This group is advancing the state-of-the-art in processor architecture and compilers, examining techniques that both expose higher levels of instruction-level parallelism (ILP) to the processor and allow the processor to exploit more of that parallelism. The current focus is on new architectural techniques and compiler optimizations aimed at high-performance processors and compiling for current and future high-ILP processors. Active areas of research include Simultaneous Multithreading (SMT) and compiler optimizations for ILP.

SMT is an architecture that allows the processor to exploit ILP between separate threads (programs) running on the processor, even within a single cycle, with minimal changes to current superscalar designs. SMT raises new architectural issues and challenges many traditional assumptions about processor architecture and compilation. Proposed extensions to our SMT architecture can nearly eliminate the branch prediction penalty, even without multiple threads running. This is done by using idle processor resources to follow multiple paths through a traditional, single-threaded application.

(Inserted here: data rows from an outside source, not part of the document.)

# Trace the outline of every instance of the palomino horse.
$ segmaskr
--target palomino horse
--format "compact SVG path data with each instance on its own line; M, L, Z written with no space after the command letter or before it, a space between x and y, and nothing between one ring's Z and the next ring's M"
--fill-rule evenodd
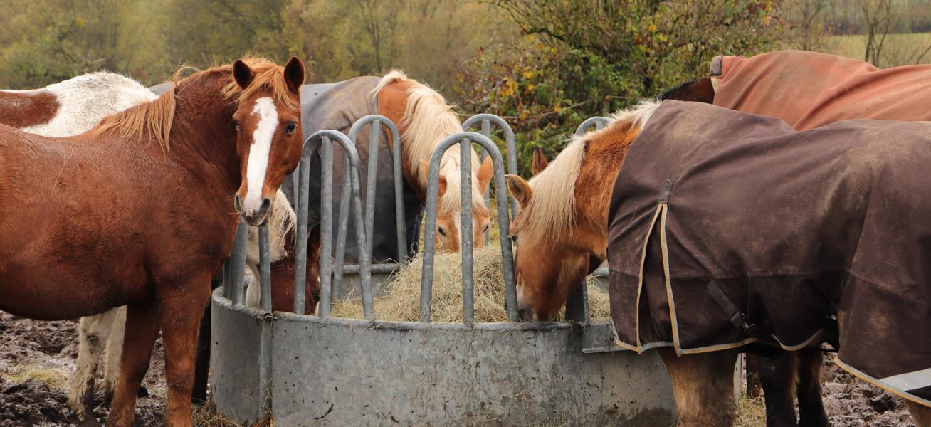
M711 76L683 84L663 100L693 100L778 117L799 130L842 120L931 120L925 108L931 65L880 70L834 55L781 50L751 58L717 57ZM717 95L717 96L716 96ZM865 107L869 105L870 107ZM760 358L767 425L794 425L792 390L799 397L799 423L826 426L821 402L822 353L816 349ZM748 357L748 367L753 357Z
M319 85L306 85L301 90L303 127L304 136L320 129L335 129L348 134L353 124L368 114L381 114L398 127L401 140L401 167L404 177L405 205L404 222L409 233L415 230L418 213L426 200L425 167L434 149L442 140L463 130L459 119L441 95L425 85L407 78L402 73L393 71L384 77L364 76L344 82ZM384 135L384 134L383 134ZM369 132L358 136L357 149L362 193L365 194L367 176L376 173L378 191L375 193L374 235L370 236L372 246L372 259L375 261L398 260L397 230L395 221L395 198L392 144L390 136L384 135L377 153L369 153ZM370 155L378 155L378 170L369 171L367 165ZM474 235L471 238L476 247L484 246L484 232L489 228L490 217L485 207L485 190L492 178L492 162L487 159L479 165L479 158L472 153L472 211ZM344 155L342 150L333 153L333 180L335 189L339 189L343 176ZM459 148L453 146L440 162L439 214L437 220L437 243L446 250L459 250L464 238L460 234L459 218L462 207L459 200ZM319 156L314 156L311 163L311 177L320 176ZM289 194L290 182L284 184ZM334 198L340 192L334 191ZM310 210L319 215L320 183L311 180ZM338 202L334 207L341 206ZM318 221L312 217L310 224ZM350 219L349 234L353 235L355 224ZM337 232L333 228L333 233ZM409 236L408 241L416 245L416 238ZM351 261L358 259L358 249L353 239L346 242L346 258Z
M0 127L0 309L51 320L128 306L109 425L132 424L159 329L166 424L190 425L197 324L237 220L230 198L248 223L264 220L300 159L303 82L296 58L239 60L76 137Z
M657 107L655 102L644 102L614 114L603 130L575 138L529 183L507 177L508 188L521 206L511 234L518 243L518 298L525 318L550 318L564 303L568 290L584 277L589 254L606 257L605 224L614 178ZM613 295L613 305L614 300ZM614 314L615 321L618 315ZM624 315L640 318L632 313ZM840 336L843 344L843 323ZM682 425L731 425L734 401L722 396L733 395L736 350L681 356L671 347L658 351L672 380ZM907 404L918 425L931 425L928 407L912 400Z

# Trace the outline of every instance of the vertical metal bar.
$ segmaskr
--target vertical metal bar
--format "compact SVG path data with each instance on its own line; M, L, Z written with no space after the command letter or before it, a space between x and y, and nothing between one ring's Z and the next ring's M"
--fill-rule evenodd
M492 139L492 121L491 120L484 119L484 120L481 121L481 134L484 135L485 138L488 138L489 140ZM485 157L488 157L488 150L485 150L485 147L481 147L481 161L482 162L485 161ZM485 206L486 207L492 206L491 202L492 202L492 186L489 185L487 188L485 188ZM463 205L463 206L465 206L465 205ZM492 238L492 231L489 230L489 231L485 232L485 246L486 247L488 246L488 242L489 242L489 240L491 238Z
M371 247L375 241L372 236L374 234L375 229L375 185L378 180L378 143L380 142L380 138L378 138L379 131L381 129L381 122L378 119L372 120L371 127L369 128L369 167L367 170L365 187L365 237L366 241L369 243L369 253L371 253ZM353 141L355 142L355 141Z
M262 289L262 309L272 311L272 268L268 247L268 222L259 226L259 286Z
M236 240L233 242L233 253L230 255L232 263L233 278L233 303L242 304L245 292L243 292L243 274L246 268L246 234L249 232L245 221L240 220L236 224Z
M229 258L227 258L226 260L223 261L223 269L222 274L223 274L223 297L226 297L230 300L233 300L233 294L232 294L233 274L232 272L230 272Z
M343 266L346 259L346 234L349 233L349 210L352 209L353 200L349 198L352 187L352 180L347 180L348 173L352 168L349 166L349 155L345 156L345 163L343 167L343 187L340 191L340 222L336 229L336 251L333 253L333 281L331 284L331 299L336 300L340 299L340 285L343 284ZM332 215L331 212L329 215ZM357 224L356 228L359 226Z
M406 212L404 212L404 181L402 180L404 179L404 167L401 163L401 137L398 132L398 127L391 123L390 120L385 119L385 126L391 130L391 140L393 141L391 145L391 160L395 173L395 227L398 230L398 262L403 264L407 261L410 247L408 247L407 242ZM417 167L418 165L412 166L412 167ZM373 237L370 236L369 238Z
M472 144L463 139L459 142L459 184L462 223L459 248L463 256L463 323L475 325L475 289L472 283Z
M331 280L332 279L333 240L333 144L322 137L320 151L323 180L320 189L320 317L330 316Z

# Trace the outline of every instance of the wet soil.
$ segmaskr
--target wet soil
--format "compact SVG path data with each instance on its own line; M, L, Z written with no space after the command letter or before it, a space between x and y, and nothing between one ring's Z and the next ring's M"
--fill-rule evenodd
M0 312L0 427L74 425L74 419L66 401L67 381L74 370L76 357L76 321L40 322ZM59 375L56 380L16 376L18 381L10 380L10 374L30 368L51 369ZM164 353L159 340L143 380L149 395L136 403L137 426L162 425L164 374ZM98 378L102 379L102 371ZM914 425L901 399L860 381L830 361L825 362L823 395L833 426ZM103 422L108 407L100 404L103 400L100 390L96 398L99 404L94 413Z

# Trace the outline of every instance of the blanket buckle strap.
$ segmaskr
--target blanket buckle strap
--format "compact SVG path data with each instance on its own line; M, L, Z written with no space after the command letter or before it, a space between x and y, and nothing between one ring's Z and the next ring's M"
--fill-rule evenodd
M748 324L747 316L740 313L737 306L734 304L734 301L730 298L724 295L724 292L721 290L721 286L718 285L718 281L711 279L708 282L708 293L714 299L714 301L718 303L718 307L731 316L731 324L734 327L737 327L744 331L745 334L750 337L762 340L770 340L763 333L760 332L760 328L757 327L756 324Z

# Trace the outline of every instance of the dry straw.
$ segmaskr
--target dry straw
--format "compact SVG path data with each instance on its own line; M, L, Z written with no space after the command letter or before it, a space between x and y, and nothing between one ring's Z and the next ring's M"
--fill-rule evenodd
M505 281L501 248L476 249L474 260L475 321L506 322ZM420 311L420 276L424 261L418 256L396 274L385 285L384 295L375 298L375 318L416 322ZM463 320L462 254L438 253L433 267L433 300L430 320L439 323L461 323ZM588 300L593 320L611 317L608 294L589 278ZM361 318L358 293L336 301L331 312L333 317ZM559 319L562 318L562 314Z

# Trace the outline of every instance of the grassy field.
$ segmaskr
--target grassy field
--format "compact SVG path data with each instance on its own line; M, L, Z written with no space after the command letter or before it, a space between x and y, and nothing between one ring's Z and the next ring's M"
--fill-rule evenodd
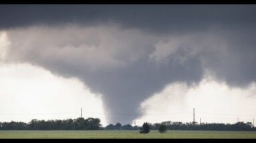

The interaction between compilers and computer architecture is an important part of performance for future processors. This interaction is the basis for much of our compiler research. The topics being investigated include improving memory system performance through code and data layout compiler transformations, predicated execution, compiling for SMT, statically and dynamically estimating future behavior of an application, profiler-based optimizations, link-time and run-time optimizations, just-in-time compiling, and dynamic compilation.